Description Michael J. Kidd 2021-12-08 19:38:12 UTC
Description of problem:
Ceph MDS repeatedly crashing with:
Dec 08 14:11:45 cephmds1 conmon[3431]: debug     -1> 2021-12-08T13:11:45.526+0000 7f08eb0aa700 -1 /builddir/build/BUILD/ceph-16.2.0/src/include/cephfs/metrics/Types.h: In function 'std::ostream& operator<<(std::ostream&, const ClientMetricType&)' thread 7f08eb0aa700 time 2021-12-08T13:11:45.526200+0000
Dec 08 14:11:45 cephmds1 conmon[3431]: /builddir/build/BUILD/ceph-16.2.0/src/include/cephfs/metrics/Types.h: 56: ceph_abort_msg("abort() called")
Dec 08 14:11:45 cephmds1 conmon[3431]: 
Dec 08 14:11:45 cephmds1 conmon[3431]:  ceph version 16.2.0-117.el8cp (0e34bb74700060ebfaa22d99b7d2cdc037b28a57) pacific (stable)
Dec 08 14:11:45 cephmds1 conmon[3431]:  1: (ceph::__ceph_abort(char const*, int, char const*, std::__cxx11::basic_string<char, std::char_traits<char>, std::allocator<char> > const&)+0xe5) [0x7f08f3d15cd4]
Dec 08 14:11:45 cephmds1 conmon[3431]:  2: (operator<<(std::ostream&, ClientMetricType const&)+0x10e) [0x7f08f3f9a2ce]
Dec 08 14:11:45 cephmds1 conmon[3431]:  3: (MClientMetrics::print(std::ostream&) const+0x1a1) [0x7f08f3f9a4a1]
Dec 08 14:11:45 cephmds1 conmon[3431]:  4: (DispatchQueue::entry()+0x1be2) [0x7f08f3f50312]
Dec 08 14:11:45 cephmds1 conmon[3431]:  5: (DispatchQueue::DispatchThread::entry()+0x11) [0x7f08f3fff9b1]
Dec 08 14:11:45 cephmds1 conmon[3431]:  6: /lib64/libpthread.so.0(+0x814a) [0x7f08f2ab714a]
Dec 08 14:11:45 cephmds1 conmon[3431]:  7: clone()

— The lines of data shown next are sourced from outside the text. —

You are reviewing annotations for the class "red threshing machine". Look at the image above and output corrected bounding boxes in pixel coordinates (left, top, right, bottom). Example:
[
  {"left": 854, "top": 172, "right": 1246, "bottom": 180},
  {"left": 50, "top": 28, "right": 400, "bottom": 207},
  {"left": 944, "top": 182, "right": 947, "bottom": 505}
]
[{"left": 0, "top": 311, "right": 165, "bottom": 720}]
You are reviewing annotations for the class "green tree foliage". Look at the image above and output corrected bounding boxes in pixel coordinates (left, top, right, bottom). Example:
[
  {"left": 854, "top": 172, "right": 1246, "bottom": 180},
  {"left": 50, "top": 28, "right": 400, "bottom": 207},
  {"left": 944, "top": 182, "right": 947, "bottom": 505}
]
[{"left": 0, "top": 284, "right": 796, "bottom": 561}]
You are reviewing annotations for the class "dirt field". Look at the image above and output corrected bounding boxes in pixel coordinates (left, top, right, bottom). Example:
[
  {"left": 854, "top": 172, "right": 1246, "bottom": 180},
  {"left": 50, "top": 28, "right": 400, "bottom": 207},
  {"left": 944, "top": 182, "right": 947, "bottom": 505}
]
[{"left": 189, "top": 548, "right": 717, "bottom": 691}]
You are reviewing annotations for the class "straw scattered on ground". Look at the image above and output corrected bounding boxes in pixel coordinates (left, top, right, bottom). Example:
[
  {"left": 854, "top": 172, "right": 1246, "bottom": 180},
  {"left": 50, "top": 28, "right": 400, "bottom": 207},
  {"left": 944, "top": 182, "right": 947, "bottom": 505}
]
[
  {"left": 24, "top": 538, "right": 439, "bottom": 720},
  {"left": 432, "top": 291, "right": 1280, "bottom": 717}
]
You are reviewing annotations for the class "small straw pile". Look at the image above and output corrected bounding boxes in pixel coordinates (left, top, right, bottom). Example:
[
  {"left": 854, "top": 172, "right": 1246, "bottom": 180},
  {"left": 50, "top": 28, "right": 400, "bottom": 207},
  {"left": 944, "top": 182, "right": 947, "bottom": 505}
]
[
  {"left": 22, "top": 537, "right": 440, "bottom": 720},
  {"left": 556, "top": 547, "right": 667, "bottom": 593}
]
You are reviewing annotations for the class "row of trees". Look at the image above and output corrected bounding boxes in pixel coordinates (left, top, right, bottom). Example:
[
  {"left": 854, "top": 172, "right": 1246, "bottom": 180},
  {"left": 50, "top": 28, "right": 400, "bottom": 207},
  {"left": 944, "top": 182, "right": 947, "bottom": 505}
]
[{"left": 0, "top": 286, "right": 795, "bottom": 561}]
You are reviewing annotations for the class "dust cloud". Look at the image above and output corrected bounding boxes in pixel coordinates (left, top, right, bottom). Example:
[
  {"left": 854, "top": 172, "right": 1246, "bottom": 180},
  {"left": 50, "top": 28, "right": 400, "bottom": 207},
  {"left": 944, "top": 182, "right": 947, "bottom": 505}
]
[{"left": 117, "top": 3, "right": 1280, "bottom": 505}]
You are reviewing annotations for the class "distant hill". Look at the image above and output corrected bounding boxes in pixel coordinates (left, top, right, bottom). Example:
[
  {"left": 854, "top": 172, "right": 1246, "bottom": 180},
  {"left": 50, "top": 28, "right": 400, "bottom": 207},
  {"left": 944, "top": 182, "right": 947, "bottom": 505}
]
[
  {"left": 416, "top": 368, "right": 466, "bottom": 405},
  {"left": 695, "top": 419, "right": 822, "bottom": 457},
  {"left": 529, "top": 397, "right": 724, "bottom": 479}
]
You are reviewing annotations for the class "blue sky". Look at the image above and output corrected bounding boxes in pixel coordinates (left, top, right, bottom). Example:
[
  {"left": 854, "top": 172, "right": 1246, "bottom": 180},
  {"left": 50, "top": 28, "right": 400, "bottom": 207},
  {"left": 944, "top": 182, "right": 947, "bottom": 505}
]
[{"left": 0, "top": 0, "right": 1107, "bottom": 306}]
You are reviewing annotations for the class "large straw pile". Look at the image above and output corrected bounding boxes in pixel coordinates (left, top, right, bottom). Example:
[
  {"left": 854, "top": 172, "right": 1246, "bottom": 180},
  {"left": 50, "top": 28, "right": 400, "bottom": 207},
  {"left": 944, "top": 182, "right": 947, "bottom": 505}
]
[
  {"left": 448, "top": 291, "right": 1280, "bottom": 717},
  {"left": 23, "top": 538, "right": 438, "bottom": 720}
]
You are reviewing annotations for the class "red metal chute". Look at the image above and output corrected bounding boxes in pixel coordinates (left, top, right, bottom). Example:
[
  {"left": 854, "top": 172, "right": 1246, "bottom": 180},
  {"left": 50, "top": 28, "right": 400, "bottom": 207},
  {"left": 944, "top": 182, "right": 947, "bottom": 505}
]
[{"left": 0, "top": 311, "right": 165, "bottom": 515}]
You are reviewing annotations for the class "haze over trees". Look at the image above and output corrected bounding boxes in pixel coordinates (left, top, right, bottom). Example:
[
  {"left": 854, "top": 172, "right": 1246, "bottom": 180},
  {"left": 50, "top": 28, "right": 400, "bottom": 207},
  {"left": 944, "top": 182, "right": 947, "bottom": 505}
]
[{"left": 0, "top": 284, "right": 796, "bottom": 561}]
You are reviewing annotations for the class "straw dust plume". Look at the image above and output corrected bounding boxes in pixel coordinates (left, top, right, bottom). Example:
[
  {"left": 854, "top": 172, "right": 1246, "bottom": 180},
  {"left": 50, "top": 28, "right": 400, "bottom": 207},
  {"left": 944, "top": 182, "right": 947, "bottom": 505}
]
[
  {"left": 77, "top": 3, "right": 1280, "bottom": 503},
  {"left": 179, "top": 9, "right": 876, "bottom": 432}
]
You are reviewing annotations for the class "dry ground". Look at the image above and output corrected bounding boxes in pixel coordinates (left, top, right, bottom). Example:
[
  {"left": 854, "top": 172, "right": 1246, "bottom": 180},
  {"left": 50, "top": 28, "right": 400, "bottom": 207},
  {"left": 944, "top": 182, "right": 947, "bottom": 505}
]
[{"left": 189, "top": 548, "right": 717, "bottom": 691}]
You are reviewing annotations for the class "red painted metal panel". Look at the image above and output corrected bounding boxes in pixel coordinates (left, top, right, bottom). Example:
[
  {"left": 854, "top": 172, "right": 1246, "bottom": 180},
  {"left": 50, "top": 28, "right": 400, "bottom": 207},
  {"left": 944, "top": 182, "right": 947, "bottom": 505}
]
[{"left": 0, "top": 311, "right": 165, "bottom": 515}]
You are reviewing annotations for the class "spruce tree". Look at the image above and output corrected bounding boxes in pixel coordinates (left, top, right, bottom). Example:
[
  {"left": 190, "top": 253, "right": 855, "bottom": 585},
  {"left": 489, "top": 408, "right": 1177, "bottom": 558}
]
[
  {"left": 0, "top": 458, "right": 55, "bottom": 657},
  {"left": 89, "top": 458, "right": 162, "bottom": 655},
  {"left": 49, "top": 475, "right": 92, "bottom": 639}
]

Version-Release number of selected component (if applicable):
RHCS 5.0

How reproducible:
100% for this env

Actual results:
Ceph MDS crashes repeatedly

Expected results:
Ceph MDS not to crash

Additional info:
Appears to be fixed via upstream:
# Tracker:
  https://tracker.ceph.com/issues/50822
# PR:
  https://github.com/ceph/ceph/pull/41596

Comment 4 Patrick Donnelly 2021-12-09 16:43:10 UTC
*** Bug 2029832 has been marked as a duplicate of this bug. ***

Comment 8 Patrick Donnelly 2021-12-16 19:27:57 UTC
*** Bug 2033172 has been marked as a duplicate of this bug. ***

Comment 19 errata-xmlrpc 2022-02-08 13:01:20 UTC
Since the problem described in this bug report should be
resolved in a recent advisory, it has been closed with a
resolution of ERRATA.

For information on the advisory (Red Hat Ceph Storage 5.0 Bug Fix update), and where to find the updated
files, follow the link below.

If the solution does not work for you, open a new bug report.

https://access.redhat.com/errata/RHBA-2022:0466

Comment 20 Venky Shankar 2022-02-14 04:21:15 UTC
Clearing NI (nothing is pending afaics).